Just completed the book on Steve jobs by Walter Issacson. Felt very emotional after reading the book and envy the life that Steve managed to live. He wasn't necessarily as smart as Einstein. He didn't have the product knowledge, which bill gates did. Bill has always been an excellent programmer. Steve knew nothing about programming. (One reason why bill believed he was better than Steve jobs.)
It is a very moving, touching book. I started off the book by saying that i knew everything that happened in his life. We knew he was ousted from apple; we knew of the miraculous comeback to apple; we knew about the gem he unearthed called pixar, and we all knew about the iPod, iPhone, iPad and a myriad of idevices, which ended up deciding what we do with our life and which ended up changing our life.
But reading the book is a whole new experience even if you knew all the above. It talks so much about how he worked and what he believed and what went through his mind. It explains his thought process...That is the only reason i read biographies. It explains a great man's thought process. And the hope that i might improve mine. Even one in hundredth of that skill will make me a better person. And this book is no exception.
Moving on the book itself, i found it un-put-downable. I was awake until 6am reading the book. Author talks about the early life and pixar days a lot, which was fine with me. But i expected similar depth for the later life too with the iPad and iPhone. But i find the later part is missing the depth. Probably author decided to cut them down given the much publicized product launches and the numerous stories. The book is like a novel. It talks about what happened in Steve's life in chronological order. But the author is clever enough to build the expectation a bit by saying how much every incident will impact the future. One other thing i liked about the book is, the author has managed to bust all myths about Steve. If there were actually any rumor he confronts Steve directly. He confronts all sorts of people will all these interesting questions, including people like Bill gates.

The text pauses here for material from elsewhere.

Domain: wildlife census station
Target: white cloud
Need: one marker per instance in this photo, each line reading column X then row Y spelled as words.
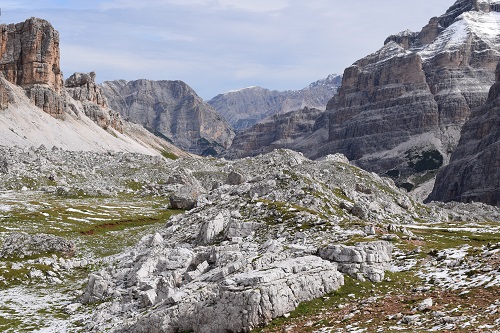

One other revelation in the book is that bill gates is not such a bad man after all. And he has an amazing sense of humour. I must add one instance in the book.
It is the all things D event. Jobs and Gates are supposed to be on stage at the same time, fielding questions. This was during the peak of the Mac V PC war. (After iPhone success and all that) The talk was scheduled for evening. Steve had given a presentation few hours, before the big Jobs-Gates talk, and while fielding questions, someone highlighted that iTunes was the most downloaded software for windows PC. Steve gives his trademark smirk and says, "of course. iTunes is like giving a glass of cold water to someone in hell" The whole auditorium erupts in laughter. But the organisers were not. They were worried that Bill might react to this comment badly during the meeting later where he has to come face to face with Steve. Anyways, it is evening and the meeting is about to begin. Bill Gates is aware of Steve's comment earlier in the day. But he simply walks to the stadium shakes hand with the organisers. Steve is already on stage, waiting for the presentation to begin. Bill comes close to Steve, closes the mic with his hand and asks him, "So i am the representative from hell, huh?" Steve is taken back a bit at that comment. But manages to laugh a bit. Bill laughs and the incident is forgotten. Steve remembers this incident in one of his interviews with the author.
There was another incident. This is when Steve is extremely sick and is in his third medical leave. This time everyone is aware that he wont make it back to apple campus. This is when Steve's pictures got released in the internet, where he looks terribly thin and broken. Bill sees this photo and calls Steve and asks to meet him. Steve agrees, but then cancels the event in the last minute. Bill doesn't give up. He goes to Steve's house and walks over to the backyard and sees his daughter playing. He quietly asks her if her father is awake. And when the daughter says yes, co-incidentally Steve walks out to the garden and is surprised to see bill. They end up spending the whole day talking about their past, and about Microsoft and apple and about their families. Steve later recalls this incident in the book and speaks highly of Bill and his charity. I recently learnt that bill gates gave away half of his wealth and saved 6 million lives so far. 6 million. New found respect for Bill Gates.
One thing that struck me was how difficult it is for a honest person with honest taste to survive in the world. How much purity and openness are under valued. Though his Mac failed, i am glad iPhone got its due respect. "Simplicity is the ultimate sophistication" says Steve in the book. How true right? Though it is a cliche, to be simple is not simple at all. It is a conscious choice in life and precisely why it is difficult. If you read the book, you would be amazed at the detail in every product that apple made (i still wont convert to an iphone though) and how much Steve cared about his products, even when his company was in a dis-array. Only a maniac would not compromise in that situation. Maybe that is why Steve was so successful. He was such a maniac, when it came to his products. The brilliant apple ad says, "Only people who are crazy enough to think they can change the world are the ones who do" And Steve was certainly in that group of misfits.
They are going to make a movie out of Steve's life. I think the movie should start when Steve was ousted from Apple and it should show the less-talked about, but the most wonderful time in his life, when he starts pixar and next and how he gets accustomed to normal life. The movie should focus on this part of life and should end with him becoming the iCEO of apple and connect the dots in his past. I think that part of his life is truly worthy of a movie.